For the critical outcome of favorable neurologic outcome at hospital discharge, we identified low certainty evidence (downgraded for imprecision) from 1 RCT (Perkins 2018 711), enrolling 6330 patients with out-of-hospital cardiac arrest with an initial non-shockable rhythm, which showed no benefit from the use of epinephrine, compared with the use of placebo (RR=1.80, 95% CI 0.80 to 4.07; ARD=0.2%, 95% CI -0.1% to 0.9%; 2 more patients/1000 had favorable neurologic outcome at discharge with intervention, 95% CI 1 fewer to 9 more patients/1000 had favorable neurologic outcome at discharge with intervention).

For the critical outcome of survival to hospital discharge, we identified moderate certainty evidence (downgraded for imprecision) from 2 RCTs (Jacobs 2011 1138, Perkins 2018 711), enrolling 6619 patients with out-of-hospital cardiac arrest with an initial non-shockable rhythm, which showed benefit from the use of epinephrine, compared with use of placebo (RR=2.56, 95% CI 1.37 to 4.80; ARD=0.6%, 95% CI 0.1% to 1.5%; 6 more patients/1000 survived to hospital discharge with intervention, 95% CI from 1 more to 15 more patients/1000 survived to hospital discharge with intervention).

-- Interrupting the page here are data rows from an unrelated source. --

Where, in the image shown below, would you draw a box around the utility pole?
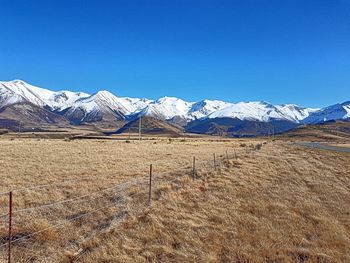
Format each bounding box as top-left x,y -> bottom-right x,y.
139,116 -> 142,141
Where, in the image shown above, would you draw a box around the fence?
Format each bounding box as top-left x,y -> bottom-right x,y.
0,143 -> 260,263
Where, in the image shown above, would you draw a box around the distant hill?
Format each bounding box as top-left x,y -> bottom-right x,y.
186,118 -> 297,137
0,102 -> 69,131
116,116 -> 183,136
278,120 -> 350,141
0,80 -> 350,137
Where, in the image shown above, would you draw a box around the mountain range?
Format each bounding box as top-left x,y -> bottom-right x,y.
0,80 -> 350,136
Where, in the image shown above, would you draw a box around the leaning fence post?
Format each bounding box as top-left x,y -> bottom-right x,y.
213,153 -> 216,170
192,156 -> 196,180
7,191 -> 12,263
148,164 -> 152,204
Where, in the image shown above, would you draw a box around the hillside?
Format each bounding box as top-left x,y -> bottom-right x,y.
0,102 -> 69,131
186,117 -> 297,137
278,121 -> 350,142
116,116 -> 183,136
0,80 -> 350,137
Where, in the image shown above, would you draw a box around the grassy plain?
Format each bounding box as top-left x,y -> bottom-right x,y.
0,137 -> 350,262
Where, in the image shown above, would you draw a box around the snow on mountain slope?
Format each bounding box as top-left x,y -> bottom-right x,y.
65,90 -> 152,124
208,102 -> 283,122
0,80 -> 89,110
139,97 -> 193,120
0,80 -> 350,127
275,104 -> 319,123
208,101 -> 314,123
187,100 -> 232,119
302,101 -> 350,124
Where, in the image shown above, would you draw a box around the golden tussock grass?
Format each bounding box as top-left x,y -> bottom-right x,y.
0,139 -> 350,262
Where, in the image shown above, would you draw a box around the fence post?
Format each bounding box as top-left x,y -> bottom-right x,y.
192,156 -> 196,180
7,191 -> 12,263
148,164 -> 152,204
213,153 -> 216,171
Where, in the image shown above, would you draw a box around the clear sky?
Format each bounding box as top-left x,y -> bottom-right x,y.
0,0 -> 350,107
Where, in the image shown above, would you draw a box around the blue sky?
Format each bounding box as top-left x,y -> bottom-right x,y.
0,0 -> 350,107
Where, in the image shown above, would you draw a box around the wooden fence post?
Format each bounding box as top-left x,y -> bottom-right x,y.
192,156 -> 196,180
213,153 -> 216,171
148,164 -> 152,204
7,191 -> 12,263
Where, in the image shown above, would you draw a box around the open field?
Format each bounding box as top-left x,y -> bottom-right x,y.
0,137 -> 350,262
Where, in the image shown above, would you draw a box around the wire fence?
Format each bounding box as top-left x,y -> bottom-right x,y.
0,142 -> 261,262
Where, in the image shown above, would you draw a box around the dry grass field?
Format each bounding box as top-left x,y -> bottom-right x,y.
0,137 -> 350,263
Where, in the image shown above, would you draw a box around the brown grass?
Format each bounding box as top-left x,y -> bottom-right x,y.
0,138 -> 350,262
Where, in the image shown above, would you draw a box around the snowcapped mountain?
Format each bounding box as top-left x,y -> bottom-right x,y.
302,101 -> 350,124
65,90 -> 151,123
0,80 -> 89,111
208,101 -> 313,123
138,97 -> 193,120
188,100 -> 232,119
0,80 -> 350,132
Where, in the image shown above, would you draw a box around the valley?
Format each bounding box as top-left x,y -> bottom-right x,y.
0,134 -> 350,263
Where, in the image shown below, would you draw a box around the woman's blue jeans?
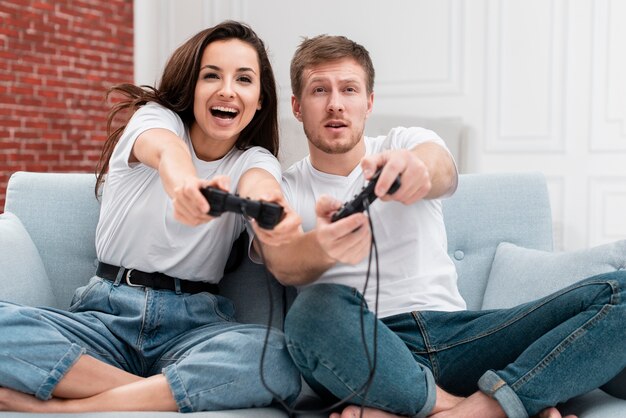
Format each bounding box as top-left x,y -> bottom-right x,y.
0,277 -> 301,412
285,271 -> 626,417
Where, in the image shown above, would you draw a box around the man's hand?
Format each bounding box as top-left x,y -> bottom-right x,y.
315,196 -> 372,265
361,150 -> 432,205
172,176 -> 230,226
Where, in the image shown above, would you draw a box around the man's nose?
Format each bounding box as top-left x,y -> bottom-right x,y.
327,92 -> 345,112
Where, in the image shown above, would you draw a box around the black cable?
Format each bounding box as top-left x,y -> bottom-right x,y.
249,203 -> 380,418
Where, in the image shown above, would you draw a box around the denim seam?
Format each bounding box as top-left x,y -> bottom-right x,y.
163,364 -> 191,412
422,280 -> 615,351
288,342 -> 393,410
411,311 -> 441,381
35,344 -> 85,400
136,288 -> 152,370
511,305 -> 613,391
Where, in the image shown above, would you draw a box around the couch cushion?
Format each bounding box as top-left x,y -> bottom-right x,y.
483,240 -> 626,309
483,240 -> 626,398
5,172 -> 100,309
443,173 -> 552,309
0,212 -> 55,306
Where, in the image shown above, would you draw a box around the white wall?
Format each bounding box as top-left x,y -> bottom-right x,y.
135,0 -> 626,250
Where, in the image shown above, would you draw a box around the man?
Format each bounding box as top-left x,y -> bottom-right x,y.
255,35 -> 626,418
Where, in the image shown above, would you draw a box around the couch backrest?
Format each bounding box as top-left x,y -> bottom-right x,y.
5,172 -> 552,316
443,173 -> 552,309
4,172 -> 100,308
5,172 -> 286,328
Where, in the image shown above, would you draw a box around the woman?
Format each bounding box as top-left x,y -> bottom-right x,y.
0,21 -> 300,412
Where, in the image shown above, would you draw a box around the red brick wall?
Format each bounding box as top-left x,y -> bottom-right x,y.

For the important outcome of ROSC, we identified high certainty evidence from 2 RCTs (Jacobs 2011 1138, Perkins 2018 711), enrolling 6579 patients with out-of-hospital arrest with an initial non-shockable rhythm, which showed benefit from the use of epinephrine, compared with use of placebo (RR=4.45, 95% CI 3.91 to 5.08; ARD=25.4%, 95% CI 21.4% to 30.1%; 254 more patients/1000 had ROSC with intervention, 95% CI from 214 more to 301 more patients/1000 had ROSC with intervention).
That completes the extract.